Closed Mememe231 closed 7 months ago
Hi @Mememe231
Thanks for your request. We will consider adding your request into a future release.
Hi @Mememe231
Actually the table you're after should already exist in out_dir/de_analysis/de_tpm_transcript_counts.tsv
Please let me know if you can find it there or not
Is this a new feature?
My "de_analysis" folder only contains:
results_dtu.pdf
dtu_plots.pdf
results_dexseq.tsv
results_dge.pdf
results_dge.tsv
results_dtu_gene.tsv
results_dtu_stageR.tsv
results_dtu_transcript.tsv
That was run using epi2melabs 5.0.2 and wf-transcriptomes v0.2.1.
Thanks.
You should get the required output if you use the latest version 0.4.1
Yup, I see them now. Thanks.
Is your feature related to a problem?
When running DE, wf-transcriptomes-report.html produces a nifty table under "Transcripts Per Million".
This table is not readily available. It can not be exported from the html report. One could to pool TPMs from individual samples, which are in individual csv files (output/bXX_gffcompare folders/str_merged.transcripts_bXX.gff.tmap files) but sorting those into a useful table rapidly becomes complicated with many samples/barcodes, and impossible to use when comparing between different datasets.
Describe the solution you'd like
Output a .csv file that pools the TPMs of each transcript from each sample/barcode, putting 0 value when it is not expressed in a given sample.

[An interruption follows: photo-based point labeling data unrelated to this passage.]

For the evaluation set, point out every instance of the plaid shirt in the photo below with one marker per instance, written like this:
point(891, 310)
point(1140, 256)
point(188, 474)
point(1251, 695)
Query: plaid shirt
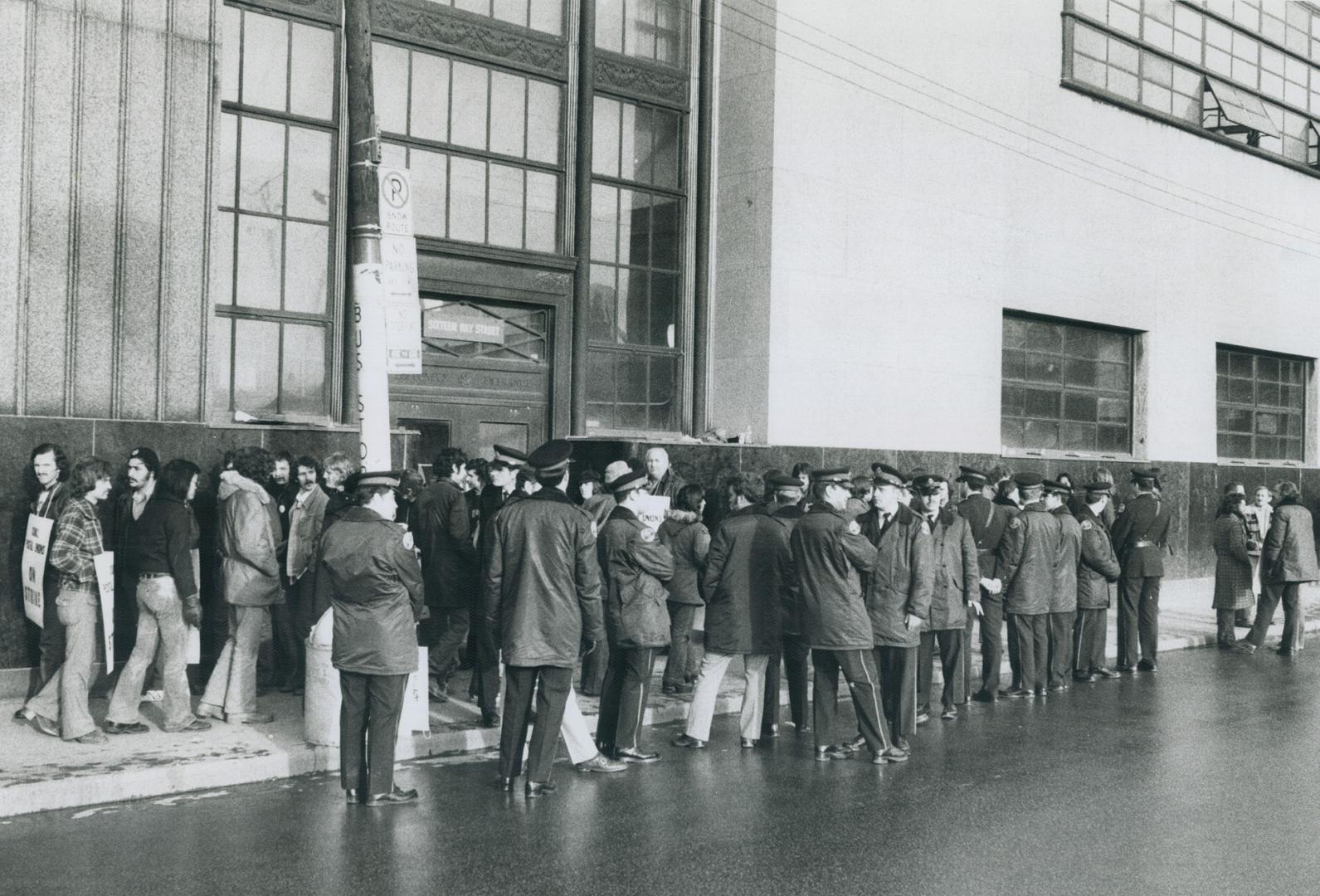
point(78, 540)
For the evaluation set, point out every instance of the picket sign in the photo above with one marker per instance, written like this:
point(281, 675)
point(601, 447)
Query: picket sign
point(105, 563)
point(36, 543)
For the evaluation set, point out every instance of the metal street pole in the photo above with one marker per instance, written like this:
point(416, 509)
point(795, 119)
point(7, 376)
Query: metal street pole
point(368, 395)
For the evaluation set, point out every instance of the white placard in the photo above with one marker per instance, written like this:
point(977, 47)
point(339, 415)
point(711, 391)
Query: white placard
point(36, 545)
point(105, 563)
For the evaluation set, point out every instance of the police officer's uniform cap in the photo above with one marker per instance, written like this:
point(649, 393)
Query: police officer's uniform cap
point(552, 457)
point(887, 475)
point(629, 480)
point(972, 475)
point(506, 451)
point(388, 478)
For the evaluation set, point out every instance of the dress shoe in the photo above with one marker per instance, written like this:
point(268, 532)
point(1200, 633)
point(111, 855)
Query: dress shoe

Row one should contains all transcripts names from the reference annotation (GTF) or the reference guided annotation, even those that are not expressed. Users will then be able to pool their own multi-dataset tables, sort and filter as well as perform the math they require.
Describe alternatives you've considered
Using a small dataset (6 samples), I have copied all the TPMs into an Excel spreadsheet.
Unfortunately sorting/filtering is not possible unless each sample contain a row for each ref_gene_id. Individual csv files only contains TPMs for expressed ref_gene_id. Having a 0 value for all ref_gene_id would help.
I have tried to come up with a function to parse each TPM table so that they each contain all the ref_gene_id, adding 0s since they are not expressed, but that is complicated, and would be even more complicated to do with multiple datasets since they might not have the same # of samples.
Additional context
wf-transcriptomes can only compare 2 conditions, with a minimum of 3 replicates.
Ideally we could have the option to use 3 or more conditions (ex.: a sample for a series of timepoints: 0, 1h, 2h, 3h, etc), as well as set the number of "replicates" to 1 or more.
Since the math is done by another tool, this might be not be possible.
A workaround would be to use the TPMs from individual samples that are already generated by wf-transcriptomes, but pooling those in a useful table is complex.